Kurzum: Wenn bestimmte ungesetzliche Phänomene nicht in den Griff zu bekommen sind ist der Weg der Legalisierung oftmals kein falscher. Die bisherigen Online-Abo-Angebote sind da wohl noch nicht ausreichend (und ich glaube nicht, dass das ausschließlich am Preis liegt sondern auch am Mehrwert). Oder die Konsumenten der Raubkopien sind eben prinzipielle Verweigerer. Die bekommt man auch mit anderen Angeboten nicht. Und eine aufwändige Verfolgung bringt keinen zusätzlichen Umsatz.
Christoph Keese
Vielen Dank für Ihre Anmerkungen. Das sind nachvollziehbare Argumente. Diese Entwicklung wird auf Dauer Auswirkungen auf die Angebotsformen von Presse haben. Denkbar wäre eventuell auch, den Betreibern solcher Plattformen Lizenzverträge anzubieten. Dies muss allerdings jeder Verlag für sich entscheiden.
Ano Nymus
Vielen Dank für diesen Linktipp!
Christoph Keese
Viel Spaß beim Schnorren!
Daniel Schultz
Mich ärgert nach wie vor, dass mein Briefkasten mit Gratisausgaben der Berliner Morgenpost vollgestopft wird, obgleich an meinen Briefkasten steht: „Bitte keine Reklame einwerfen!“. Und ja, das Blatt ist voll von Reklame und wandert ungelesen in dem Müll. Auch sonst vergeht kaum ein Tag, an dem nicht irgendein Verlag mir kostenlos seine ach so wertvollen Inhalte unterjubeln möchte. Von Leuten, die einen mit Verlagsprodukten in der Öffentlichkeit behelligen, würde ich am liebsten in Ruhe gelassen werden. In öffentlichen Verkehrsmitteln kommt es sogar vor, dass Menschen ihren Müll nicht ordnungsgemäß entsorgen und damit einen unentgeltliche Zweit- oder gar Drittrezeption ermöglichen. Das passt auch ins Bild, da die Auflage der B*LD zwar sinkt, aber dennoch mehr Leser ausgewiesen werden (Nein, ich habe gerade keine aktuelleren Zahlen griffbereit – da können Sie bestimmt aushelfen).

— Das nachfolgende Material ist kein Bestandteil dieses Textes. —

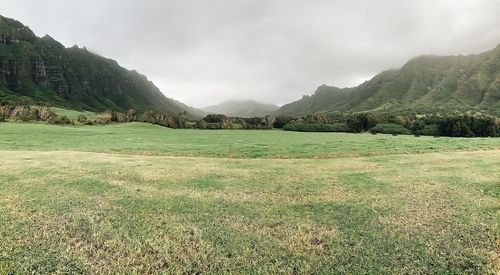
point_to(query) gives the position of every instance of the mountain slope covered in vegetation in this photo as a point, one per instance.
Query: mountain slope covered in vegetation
(426, 84)
(42, 71)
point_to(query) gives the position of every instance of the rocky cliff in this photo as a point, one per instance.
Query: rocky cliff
(42, 71)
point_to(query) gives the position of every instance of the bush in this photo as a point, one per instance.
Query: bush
(431, 130)
(316, 127)
(59, 120)
(281, 121)
(360, 122)
(393, 129)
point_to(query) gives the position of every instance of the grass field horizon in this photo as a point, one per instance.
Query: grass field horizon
(139, 198)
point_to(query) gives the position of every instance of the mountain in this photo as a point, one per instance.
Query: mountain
(42, 71)
(248, 108)
(425, 84)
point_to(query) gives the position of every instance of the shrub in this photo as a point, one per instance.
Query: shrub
(360, 122)
(281, 121)
(82, 118)
(59, 120)
(416, 126)
(316, 127)
(393, 129)
(431, 130)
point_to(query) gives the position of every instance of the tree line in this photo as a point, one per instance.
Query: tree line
(453, 125)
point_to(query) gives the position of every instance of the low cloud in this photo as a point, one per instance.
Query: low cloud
(204, 52)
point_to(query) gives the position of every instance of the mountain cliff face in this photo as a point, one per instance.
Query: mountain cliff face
(246, 109)
(425, 84)
(42, 71)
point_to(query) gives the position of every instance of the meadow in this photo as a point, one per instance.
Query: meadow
(139, 198)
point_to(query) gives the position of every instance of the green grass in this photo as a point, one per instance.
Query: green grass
(139, 138)
(136, 198)
(72, 114)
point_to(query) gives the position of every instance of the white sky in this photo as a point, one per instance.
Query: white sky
(204, 52)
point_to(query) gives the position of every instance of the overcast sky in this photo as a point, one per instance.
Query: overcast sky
(203, 52)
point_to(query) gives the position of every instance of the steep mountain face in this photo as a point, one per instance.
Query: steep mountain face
(242, 109)
(42, 71)
(425, 84)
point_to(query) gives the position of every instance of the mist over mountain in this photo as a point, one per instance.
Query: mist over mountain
(424, 84)
(248, 108)
(42, 71)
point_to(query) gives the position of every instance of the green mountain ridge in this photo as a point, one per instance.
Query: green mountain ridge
(247, 109)
(426, 84)
(42, 71)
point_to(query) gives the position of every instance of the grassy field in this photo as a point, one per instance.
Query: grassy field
(72, 114)
(137, 198)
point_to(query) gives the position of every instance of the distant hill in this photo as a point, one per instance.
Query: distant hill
(425, 84)
(242, 109)
(37, 70)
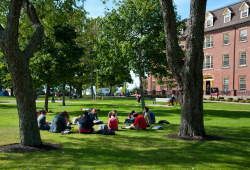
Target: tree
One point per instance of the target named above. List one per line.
(18, 63)
(134, 32)
(187, 70)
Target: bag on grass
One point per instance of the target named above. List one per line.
(98, 122)
(163, 122)
(108, 132)
(157, 127)
(103, 126)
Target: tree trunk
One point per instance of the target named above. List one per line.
(80, 89)
(46, 105)
(18, 64)
(92, 84)
(63, 95)
(187, 72)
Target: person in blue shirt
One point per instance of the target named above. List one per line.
(93, 115)
(152, 115)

Warum machen die Verlage das? Damit die möglichen Kontakte, die man an die Anzeigekunden kommunizieren kann möglichst hoch ist. Besser ist es natürlich, wenn man von „bezahlter“ Auflage sprechen kann, weil man damit eine solventere Leserschaft suggerieren kann.
Solange die Verlage das nicht abstellen, ist das Gejammer mit „Wir werden schleichend enteignet“ einfach unerträglich.
P.S.: Über die Geschichte mit dem WSJ hatte ich besonders gelacht.